7. Optimization of cov, ref [3], limitations of a chosen basis: We appreciate the reviewer for giving us a chance to address this. The choice of $m,I$ matches the distribution which we originally used in our comparison. As per our understanding, ref [3] and follow up work (Dubreuil, et al. 2022; Valente, A. et al. 2022 ) suggests a joint normal distribution with $m,I$ (not necessarily with $0$ mean as we have used in our implementations and theoretical results).
   • Mean $0$ distributions: While for this version we have worked with $0$ mean distributions (as this cleanly relates to the arcsin kernel), including the mean as a kernel hyper-parameter has been left to future work. We will clarify our claim in the paper, thanks for pointing this out!

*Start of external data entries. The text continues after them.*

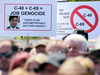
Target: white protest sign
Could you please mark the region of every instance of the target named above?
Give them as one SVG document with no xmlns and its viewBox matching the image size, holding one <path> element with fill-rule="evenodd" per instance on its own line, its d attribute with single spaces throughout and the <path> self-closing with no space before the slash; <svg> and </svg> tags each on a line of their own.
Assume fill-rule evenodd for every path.
<svg viewBox="0 0 100 75">
<path fill-rule="evenodd" d="M 100 34 L 100 2 L 58 2 L 57 38 L 61 40 L 74 29 L 82 28 L 88 32 L 89 39 Z"/>
<path fill-rule="evenodd" d="M 0 3 L 0 36 L 56 36 L 57 0 Z"/>
</svg>

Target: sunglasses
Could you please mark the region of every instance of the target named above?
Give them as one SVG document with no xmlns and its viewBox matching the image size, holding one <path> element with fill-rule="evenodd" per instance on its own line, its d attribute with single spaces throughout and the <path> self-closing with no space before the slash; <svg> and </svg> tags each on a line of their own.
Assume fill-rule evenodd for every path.
<svg viewBox="0 0 100 75">
<path fill-rule="evenodd" d="M 5 53 L 0 53 L 0 59 L 5 56 L 6 58 L 10 58 L 12 56 L 12 52 L 5 52 Z"/>
</svg>

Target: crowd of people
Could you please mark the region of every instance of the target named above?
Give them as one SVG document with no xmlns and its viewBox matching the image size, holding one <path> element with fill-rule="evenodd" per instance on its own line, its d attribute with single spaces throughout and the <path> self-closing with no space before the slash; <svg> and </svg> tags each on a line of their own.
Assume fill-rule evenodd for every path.
<svg viewBox="0 0 100 75">
<path fill-rule="evenodd" d="M 100 75 L 100 37 L 87 46 L 88 33 L 76 29 L 62 40 L 41 39 L 23 48 L 16 41 L 0 41 L 1 75 Z"/>
</svg>

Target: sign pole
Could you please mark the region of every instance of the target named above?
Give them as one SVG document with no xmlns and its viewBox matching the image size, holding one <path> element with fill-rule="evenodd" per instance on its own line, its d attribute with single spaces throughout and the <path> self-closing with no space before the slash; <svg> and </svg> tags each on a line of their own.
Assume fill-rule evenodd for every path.
<svg viewBox="0 0 100 75">
<path fill-rule="evenodd" d="M 27 37 L 27 44 L 29 43 L 29 36 Z"/>
</svg>

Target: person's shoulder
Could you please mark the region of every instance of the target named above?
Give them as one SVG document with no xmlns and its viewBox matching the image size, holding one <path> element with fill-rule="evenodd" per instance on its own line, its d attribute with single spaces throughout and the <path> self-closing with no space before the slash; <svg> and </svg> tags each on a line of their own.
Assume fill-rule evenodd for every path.
<svg viewBox="0 0 100 75">
<path fill-rule="evenodd" d="M 19 27 L 16 27 L 16 29 L 19 29 Z"/>
<path fill-rule="evenodd" d="M 9 27 L 7 27 L 7 29 L 10 29 L 10 26 L 9 26 Z"/>
</svg>

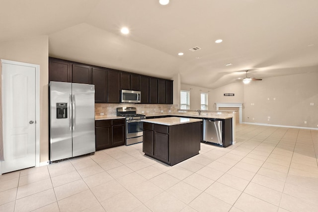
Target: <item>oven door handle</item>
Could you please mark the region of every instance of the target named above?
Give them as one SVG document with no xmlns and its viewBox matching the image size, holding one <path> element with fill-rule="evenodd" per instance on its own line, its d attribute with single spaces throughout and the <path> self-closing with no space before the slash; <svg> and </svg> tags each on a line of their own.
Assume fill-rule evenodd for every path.
<svg viewBox="0 0 318 212">
<path fill-rule="evenodd" d="M 137 120 L 127 120 L 127 123 L 129 123 L 130 122 L 141 122 L 142 121 L 142 119 L 137 119 Z"/>
</svg>

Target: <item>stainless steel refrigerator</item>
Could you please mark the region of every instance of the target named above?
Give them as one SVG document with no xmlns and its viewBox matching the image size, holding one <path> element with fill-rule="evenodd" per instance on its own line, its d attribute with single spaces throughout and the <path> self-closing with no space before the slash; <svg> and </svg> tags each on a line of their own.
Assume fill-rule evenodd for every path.
<svg viewBox="0 0 318 212">
<path fill-rule="evenodd" d="M 95 151 L 93 85 L 51 81 L 50 160 Z"/>
</svg>

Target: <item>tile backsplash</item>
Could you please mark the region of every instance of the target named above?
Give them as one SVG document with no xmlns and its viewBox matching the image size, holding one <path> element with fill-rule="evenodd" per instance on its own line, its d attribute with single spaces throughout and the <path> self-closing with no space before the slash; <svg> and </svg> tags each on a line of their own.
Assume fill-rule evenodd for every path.
<svg viewBox="0 0 318 212">
<path fill-rule="evenodd" d="M 99 116 L 101 113 L 104 115 L 116 116 L 116 108 L 122 107 L 135 107 L 137 113 L 143 113 L 146 115 L 158 114 L 175 113 L 177 112 L 177 105 L 158 104 L 95 104 L 95 115 Z"/>
</svg>

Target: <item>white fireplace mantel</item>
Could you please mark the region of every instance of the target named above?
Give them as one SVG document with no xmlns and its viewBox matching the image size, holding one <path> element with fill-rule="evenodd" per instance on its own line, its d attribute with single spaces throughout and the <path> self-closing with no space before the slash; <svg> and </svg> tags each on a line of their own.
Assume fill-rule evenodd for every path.
<svg viewBox="0 0 318 212">
<path fill-rule="evenodd" d="M 242 123 L 242 105 L 241 102 L 216 102 L 217 105 L 217 110 L 219 110 L 219 107 L 238 107 L 238 117 L 239 124 Z"/>
</svg>

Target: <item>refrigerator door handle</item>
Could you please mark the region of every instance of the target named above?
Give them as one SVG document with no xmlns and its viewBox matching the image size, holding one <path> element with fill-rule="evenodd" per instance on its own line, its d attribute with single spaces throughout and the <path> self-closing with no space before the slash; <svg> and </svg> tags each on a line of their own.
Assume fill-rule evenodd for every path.
<svg viewBox="0 0 318 212">
<path fill-rule="evenodd" d="M 70 93 L 70 102 L 72 102 L 72 94 Z M 71 112 L 72 113 L 72 107 L 70 106 L 70 112 Z M 70 123 L 69 124 L 69 127 L 70 127 L 70 131 L 72 131 L 72 118 L 71 117 L 69 117 L 70 115 L 69 115 L 69 118 L 70 119 Z"/>
<path fill-rule="evenodd" d="M 75 94 L 72 94 L 72 124 L 73 127 L 73 130 L 75 130 Z"/>
</svg>

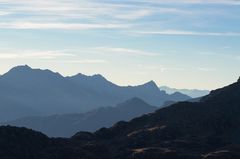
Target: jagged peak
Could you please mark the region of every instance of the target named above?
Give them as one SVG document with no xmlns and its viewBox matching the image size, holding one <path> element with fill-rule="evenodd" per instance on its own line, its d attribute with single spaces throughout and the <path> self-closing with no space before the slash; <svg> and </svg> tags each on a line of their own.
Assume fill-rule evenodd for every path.
<svg viewBox="0 0 240 159">
<path fill-rule="evenodd" d="M 142 86 L 157 87 L 158 88 L 157 84 L 153 80 L 143 84 Z"/>
<path fill-rule="evenodd" d="M 121 107 L 121 106 L 135 106 L 135 105 L 149 105 L 149 104 L 139 97 L 133 97 L 126 100 L 123 103 L 118 104 L 117 106 Z"/>
<path fill-rule="evenodd" d="M 78 73 L 74 76 L 70 76 L 70 78 L 84 78 L 84 79 L 103 79 L 103 80 L 107 80 L 104 76 L 102 76 L 101 74 L 94 74 L 94 75 L 85 75 L 82 73 Z"/>
</svg>

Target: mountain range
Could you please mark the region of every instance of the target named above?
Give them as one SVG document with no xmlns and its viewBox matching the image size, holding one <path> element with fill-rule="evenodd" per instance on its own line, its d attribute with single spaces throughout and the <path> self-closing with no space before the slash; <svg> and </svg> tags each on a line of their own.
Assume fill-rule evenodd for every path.
<svg viewBox="0 0 240 159">
<path fill-rule="evenodd" d="M 79 131 L 94 132 L 101 127 L 110 127 L 118 121 L 128 121 L 156 109 L 157 107 L 135 97 L 115 107 L 101 107 L 87 113 L 23 117 L 1 125 L 27 127 L 51 137 L 71 137 Z"/>
<path fill-rule="evenodd" d="M 1 159 L 238 159 L 240 81 L 94 133 L 48 138 L 0 127 Z"/>
<path fill-rule="evenodd" d="M 160 90 L 164 90 L 166 91 L 166 93 L 168 94 L 172 94 L 175 92 L 180 92 L 183 94 L 186 94 L 192 98 L 198 98 L 198 97 L 202 97 L 205 96 L 207 94 L 209 94 L 209 90 L 199 90 L 199 89 L 176 89 L 176 88 L 171 88 L 168 86 L 161 86 L 159 87 Z"/>
<path fill-rule="evenodd" d="M 26 116 L 81 113 L 113 106 L 133 97 L 150 105 L 184 101 L 189 96 L 167 94 L 153 82 L 121 87 L 101 75 L 63 77 L 50 70 L 17 66 L 0 76 L 0 121 Z"/>
</svg>

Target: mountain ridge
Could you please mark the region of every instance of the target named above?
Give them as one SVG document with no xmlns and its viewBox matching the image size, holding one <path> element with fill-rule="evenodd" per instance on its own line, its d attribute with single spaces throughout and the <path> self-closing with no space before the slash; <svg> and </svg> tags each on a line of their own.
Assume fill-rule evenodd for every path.
<svg viewBox="0 0 240 159">
<path fill-rule="evenodd" d="M 41 131 L 50 137 L 71 137 L 78 131 L 94 132 L 101 127 L 110 127 L 114 123 L 154 112 L 157 107 L 151 106 L 134 97 L 114 107 L 101 107 L 86 113 L 30 116 L 1 123 L 1 125 L 12 125 L 27 127 Z"/>
<path fill-rule="evenodd" d="M 183 94 L 168 95 L 159 91 L 153 82 L 121 87 L 101 75 L 63 77 L 59 73 L 32 69 L 27 65 L 14 67 L 0 76 L 0 107 L 11 105 L 15 107 L 12 111 L 16 111 L 22 105 L 31 108 L 26 112 L 34 116 L 86 112 L 102 106 L 116 105 L 133 97 L 156 106 L 169 100 L 190 98 Z M 8 100 L 1 102 L 3 99 Z M 22 116 L 5 116 L 3 111 L 0 112 L 0 121 Z"/>
<path fill-rule="evenodd" d="M 34 147 L 21 149 L 28 156 L 36 151 L 45 159 L 53 156 L 58 156 L 57 159 L 238 159 L 239 114 L 240 83 L 237 82 L 212 91 L 200 102 L 178 102 L 94 133 L 78 132 L 70 139 L 45 138 L 47 146 L 41 151 L 35 150 L 40 142 L 38 133 L 27 130 L 36 135 L 32 138 Z M 16 140 L 21 135 L 7 135 L 16 131 L 22 134 L 19 128 L 0 127 L 0 136 L 8 138 L 0 142 L 0 146 L 5 146 L 0 154 L 9 157 L 18 151 L 15 144 L 11 147 L 9 143 L 24 145 L 25 140 Z M 9 147 L 11 153 L 6 150 Z M 24 154 L 20 156 L 30 159 Z"/>
</svg>

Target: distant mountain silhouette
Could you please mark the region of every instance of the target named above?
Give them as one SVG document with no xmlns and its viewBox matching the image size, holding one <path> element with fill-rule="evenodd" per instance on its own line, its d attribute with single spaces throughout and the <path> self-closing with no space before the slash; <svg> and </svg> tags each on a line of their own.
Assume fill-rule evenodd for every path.
<svg viewBox="0 0 240 159">
<path fill-rule="evenodd" d="M 101 75 L 63 77 L 50 70 L 32 69 L 25 65 L 14 67 L 0 76 L 0 121 L 86 112 L 133 97 L 156 106 L 169 100 L 190 98 L 183 94 L 168 95 L 160 91 L 153 81 L 140 86 L 120 87 Z M 6 107 L 7 112 L 4 111 Z"/>
<path fill-rule="evenodd" d="M 168 94 L 172 94 L 175 92 L 180 92 L 182 94 L 186 94 L 192 98 L 198 98 L 198 97 L 202 97 L 205 96 L 207 94 L 209 94 L 209 90 L 199 90 L 199 89 L 176 89 L 176 88 L 170 88 L 168 86 L 161 86 L 159 87 L 160 90 L 164 90 L 166 91 Z"/>
<path fill-rule="evenodd" d="M 239 159 L 239 114 L 237 82 L 200 102 L 179 102 L 94 133 L 78 132 L 70 139 L 0 127 L 0 158 Z"/>
<path fill-rule="evenodd" d="M 27 127 L 53 137 L 70 137 L 78 131 L 93 132 L 101 127 L 110 127 L 121 120 L 128 121 L 134 117 L 154 112 L 156 109 L 157 107 L 139 98 L 132 98 L 116 107 L 102 107 L 82 114 L 24 117 L 4 123 L 4 125 Z"/>
</svg>

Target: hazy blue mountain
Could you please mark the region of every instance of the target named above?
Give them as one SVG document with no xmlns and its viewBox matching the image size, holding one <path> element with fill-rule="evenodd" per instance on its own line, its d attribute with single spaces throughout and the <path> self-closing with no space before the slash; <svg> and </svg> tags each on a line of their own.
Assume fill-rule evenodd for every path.
<svg viewBox="0 0 240 159">
<path fill-rule="evenodd" d="M 240 80 L 211 91 L 200 102 L 178 102 L 71 138 L 2 126 L 0 158 L 239 159 L 239 114 Z"/>
<path fill-rule="evenodd" d="M 114 123 L 154 112 L 151 106 L 139 98 L 132 98 L 115 107 L 101 107 L 81 114 L 52 115 L 47 117 L 24 117 L 4 125 L 27 127 L 53 137 L 71 137 L 78 131 L 96 131 Z"/>
<path fill-rule="evenodd" d="M 183 94 L 168 95 L 160 91 L 153 81 L 121 87 L 101 75 L 63 77 L 50 70 L 32 69 L 25 65 L 14 67 L 0 76 L 0 110 L 3 110 L 0 121 L 26 115 L 86 112 L 101 106 L 116 105 L 133 97 L 156 106 L 161 106 L 165 101 L 190 98 Z M 6 116 L 5 108 L 1 107 L 8 107 L 14 113 Z"/>
<path fill-rule="evenodd" d="M 209 94 L 209 90 L 199 90 L 199 89 L 176 89 L 176 88 L 171 88 L 168 86 L 161 86 L 159 87 L 160 90 L 164 90 L 166 91 L 166 93 L 168 94 L 172 94 L 175 92 L 180 92 L 182 94 L 186 94 L 192 98 L 198 98 L 198 97 L 202 97 L 205 96 L 207 94 Z"/>
</svg>

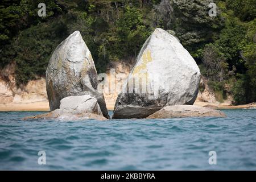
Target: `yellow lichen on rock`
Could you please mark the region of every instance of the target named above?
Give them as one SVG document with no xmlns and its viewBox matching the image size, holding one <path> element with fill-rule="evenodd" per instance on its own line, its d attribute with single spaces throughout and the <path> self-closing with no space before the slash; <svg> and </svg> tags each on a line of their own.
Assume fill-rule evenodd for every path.
<svg viewBox="0 0 256 182">
<path fill-rule="evenodd" d="M 147 67 L 147 64 L 152 61 L 151 53 L 150 50 L 147 49 L 144 52 L 142 56 L 142 64 L 137 65 L 133 72 L 133 75 L 136 74 L 141 74 L 142 71 L 144 71 Z"/>
</svg>

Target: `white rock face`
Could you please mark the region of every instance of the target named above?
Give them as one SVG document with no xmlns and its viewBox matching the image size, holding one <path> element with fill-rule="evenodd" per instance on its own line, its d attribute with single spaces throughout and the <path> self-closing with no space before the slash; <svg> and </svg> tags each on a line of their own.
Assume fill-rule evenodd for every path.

   • Limitations of a choses basis: The reviewer brings up a very interesting point on when correlations with $m, I$ are needed. While we agree this is an intriguing question (one which we do not answer in this work), we provide an empirical framework to optimize such a basis, to be as effective as possible in approximating an ODE. We do however agree with the reviewer and will include an explicit discussion on this in the final version of our paper!

Lastly, we believe that our framework offers the same capabilities (with smaller, faster trained and more interpretable networks) as that of FORCE/NEF or BP (in the case of target matching tasks), as demonstrated in our results in Fig 2, appendix G.2 and our new analysis on a noisy target trajectory.